Calcitonin gene-related peptide is found in neurons throughout the body,⁴⁰ and approximately 50% of trigeminal neurons express CGRP. SGCs and neurons have been proposed to participate in a positive feedback loop of CGRP synthesis and release maintaining a state of heightened inflammation and sensitization.³ Several studies have found that CGRP is involved in photophobia, peripheral sensitization, neurogenic inflammation, and cortical spreading depression (CSD) in the pathogenesis of migraine.²⁹ Saliva CGRP of patients with chronic migraine levels were elevated during the headache phase of the attack and returned to near baseline values following successful treatment with a rizatriptan.⁴¹ A case–control study demonstrated that interictal serum CGRP, VIP, and PACAP levels in chronic migraine were significantly higher than those in episodic migraine.⁴²

However, this study found that CGRP was decreased in TG and TNC with repeated IS stimulation. It is possible that the release of CGRP reactivity decreased and consumption increased after long-term repeated IS stimulation, resulting in the gradual depletion of the reserve pool in the nervous system. Furthermore, it was observed PACAP and CGRP co-expression existed in TG and decreased gradually after stimuli of/for one week. In the chronic migraine model, the increased PACAP release resulted in the activation of neurons and central sensitization, promoting CGRP release, which aggravated the severity of headache. In another mouse model of chronic migraine, repeated NTG administration significantly increased the number of CGRP-R and PACAP-R neurons in TG, and PACAP may promote the release of endogenous CGRP through PAC1 receptor.⁴³ Another study showed that a possible synergistic effect of increased RAMP1 levels on both CGRP and PACAP receptor cAMP signaling.⁴⁴ Taken together, as two important neuropeptides, CGRP and PACAP might interact in migraine pathogenesis. Further research into their co-release relationship and receptor antagonist is necessitated to provide a foundation for developing emerging migraine drugs in the future.

Conclusion

Repetitive chemical stimulation of rat model can be used to mimics chronic migraine presentation. This study demonstrated that daily IS infusion induced a gradual decrease of PACAP in the TNC. While the PACAP and PAC1 receptor expression in TG showed dynamical changes of increasing first and then decreasing after repeated IS administration, implying excessive release and exhaustion of PACAP is involved in the duration of chronic migraine, which was associated with CGRP. These results also suggested PACAP may contribute to the pathology of migraine through the PAC1 receptor, and PACAP-PAC1 receptor pathway activation could promote central sensitization in migraine.

Acknowledgments

We thank all the participants in this study. The authors would like to thank the 302 Hospital of the PLA General Hospital and the 304 Hospital of the PLA General Hospital for their technical assistance.

Appendix.

Abbreviations

PACAP:: pituitary adenylate cyclase activating polypeptide.
CGRP:: calcitonin gene-related peptide.
VIP:: vasoactive intestinal peptide.
VEGF:: vascular endothelial growth factor.
TG:: trigeminal ganglia.
TNC:: trigeminal nucleus caudalis.
IS:: Inflammatory soup.
NS:: normal saline.
VPAC1:: vasoactive intestinal peptide receptor 1.
VPAC2:: vasoactive intestinal peptide receptor 2.
TGVS:: trigeminovascular system.
NTG:: nitroglycerin.
SGCs:: satellite glial cells.
CSD:: cortical spreading depression.

Footnotes

Author contributions: All authors read and approved the final manuscript. Hangfei Wu performed experiments, analyzed data, prepared figures, and drafted the manuscript. Zhao Dong performed the pre-experiments, collected the data, and drafted the manuscript. Yinglu Liu and Qing Zhang performed the pre-experiments and analyzed the data. Mingjie Zhang and Guanqun Hu analyzed the data and generated the figures. Shengyuan Yu and Xun Han designed and monitored this study and edited the manuscript. Shengyuan Yu and Xun Han contributed equally to this paper.

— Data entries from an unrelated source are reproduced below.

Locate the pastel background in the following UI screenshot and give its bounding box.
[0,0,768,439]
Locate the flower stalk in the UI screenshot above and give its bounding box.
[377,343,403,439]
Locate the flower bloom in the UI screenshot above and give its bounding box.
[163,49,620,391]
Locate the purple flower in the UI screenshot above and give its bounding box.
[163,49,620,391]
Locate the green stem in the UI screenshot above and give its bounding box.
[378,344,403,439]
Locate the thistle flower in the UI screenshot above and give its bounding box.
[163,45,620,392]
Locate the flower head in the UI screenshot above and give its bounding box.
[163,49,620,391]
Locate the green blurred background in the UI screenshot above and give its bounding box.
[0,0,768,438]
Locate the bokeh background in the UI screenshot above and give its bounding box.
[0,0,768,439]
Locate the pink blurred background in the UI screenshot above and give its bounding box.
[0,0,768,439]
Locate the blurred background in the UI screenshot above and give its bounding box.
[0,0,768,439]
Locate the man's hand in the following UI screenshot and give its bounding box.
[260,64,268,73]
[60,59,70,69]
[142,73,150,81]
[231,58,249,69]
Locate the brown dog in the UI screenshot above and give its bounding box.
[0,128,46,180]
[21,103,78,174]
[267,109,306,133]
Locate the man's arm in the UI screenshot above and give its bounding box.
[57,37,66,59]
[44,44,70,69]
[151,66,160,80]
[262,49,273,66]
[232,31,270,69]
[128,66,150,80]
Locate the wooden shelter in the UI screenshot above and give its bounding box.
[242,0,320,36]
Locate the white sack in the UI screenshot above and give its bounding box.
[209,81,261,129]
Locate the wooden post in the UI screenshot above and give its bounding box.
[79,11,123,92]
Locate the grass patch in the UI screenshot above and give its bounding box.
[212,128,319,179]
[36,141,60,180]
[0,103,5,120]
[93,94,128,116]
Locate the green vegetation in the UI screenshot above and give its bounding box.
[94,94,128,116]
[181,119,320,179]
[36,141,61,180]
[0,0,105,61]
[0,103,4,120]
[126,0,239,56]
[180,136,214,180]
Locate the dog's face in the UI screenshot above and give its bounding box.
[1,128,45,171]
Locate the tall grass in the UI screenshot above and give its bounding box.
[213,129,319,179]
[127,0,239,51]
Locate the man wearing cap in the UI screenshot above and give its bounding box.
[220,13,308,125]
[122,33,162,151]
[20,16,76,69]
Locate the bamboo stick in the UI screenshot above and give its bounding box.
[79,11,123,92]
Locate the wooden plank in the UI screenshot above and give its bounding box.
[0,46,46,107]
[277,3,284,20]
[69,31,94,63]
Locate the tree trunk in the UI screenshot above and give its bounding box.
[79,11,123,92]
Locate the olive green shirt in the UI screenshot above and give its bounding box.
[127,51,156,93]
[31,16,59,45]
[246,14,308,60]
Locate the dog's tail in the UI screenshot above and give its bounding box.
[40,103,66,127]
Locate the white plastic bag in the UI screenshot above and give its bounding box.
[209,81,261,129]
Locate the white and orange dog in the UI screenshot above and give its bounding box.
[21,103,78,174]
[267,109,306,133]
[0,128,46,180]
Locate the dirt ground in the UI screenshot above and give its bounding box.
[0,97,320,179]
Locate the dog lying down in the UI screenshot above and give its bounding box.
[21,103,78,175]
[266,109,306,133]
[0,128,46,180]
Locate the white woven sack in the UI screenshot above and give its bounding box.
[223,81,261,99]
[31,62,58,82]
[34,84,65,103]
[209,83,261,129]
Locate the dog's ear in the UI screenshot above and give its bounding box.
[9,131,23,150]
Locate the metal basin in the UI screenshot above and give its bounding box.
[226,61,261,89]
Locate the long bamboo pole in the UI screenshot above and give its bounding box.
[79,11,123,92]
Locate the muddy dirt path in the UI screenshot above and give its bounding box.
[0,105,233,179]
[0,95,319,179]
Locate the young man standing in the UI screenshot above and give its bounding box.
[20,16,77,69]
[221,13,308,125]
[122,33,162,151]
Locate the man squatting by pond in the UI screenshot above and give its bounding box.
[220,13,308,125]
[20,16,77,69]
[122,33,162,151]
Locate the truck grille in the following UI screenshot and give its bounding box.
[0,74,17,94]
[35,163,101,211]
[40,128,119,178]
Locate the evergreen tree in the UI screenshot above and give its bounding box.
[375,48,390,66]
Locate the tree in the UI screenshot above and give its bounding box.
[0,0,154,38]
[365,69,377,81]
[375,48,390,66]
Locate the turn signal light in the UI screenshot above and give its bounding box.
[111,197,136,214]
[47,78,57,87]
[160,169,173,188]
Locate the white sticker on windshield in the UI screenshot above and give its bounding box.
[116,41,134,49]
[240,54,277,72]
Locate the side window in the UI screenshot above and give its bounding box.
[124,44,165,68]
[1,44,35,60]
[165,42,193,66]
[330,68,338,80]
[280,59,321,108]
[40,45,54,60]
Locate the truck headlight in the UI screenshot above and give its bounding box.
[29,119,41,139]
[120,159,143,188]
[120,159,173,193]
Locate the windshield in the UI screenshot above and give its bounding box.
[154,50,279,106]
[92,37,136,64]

The author(s) declared no potential conflicts of interest with respect to the research, authorship, and/or publication of this article.

Funding: The author(s) disclosed receipt of the following financial support for the research, authorship, and/or publication of this article: This study was supported by National Natural Science Foundation of China (81901134, 82101288, 82171208).

Ethical approval: Our study was approved by the Committee on Animal Use for Research and Education of the Laboratory Animals Centre at Chinese PLA General Hospital (Beijing, China). All animals were used in accordance with the ethical guidelines for experimental pain in conscious animals.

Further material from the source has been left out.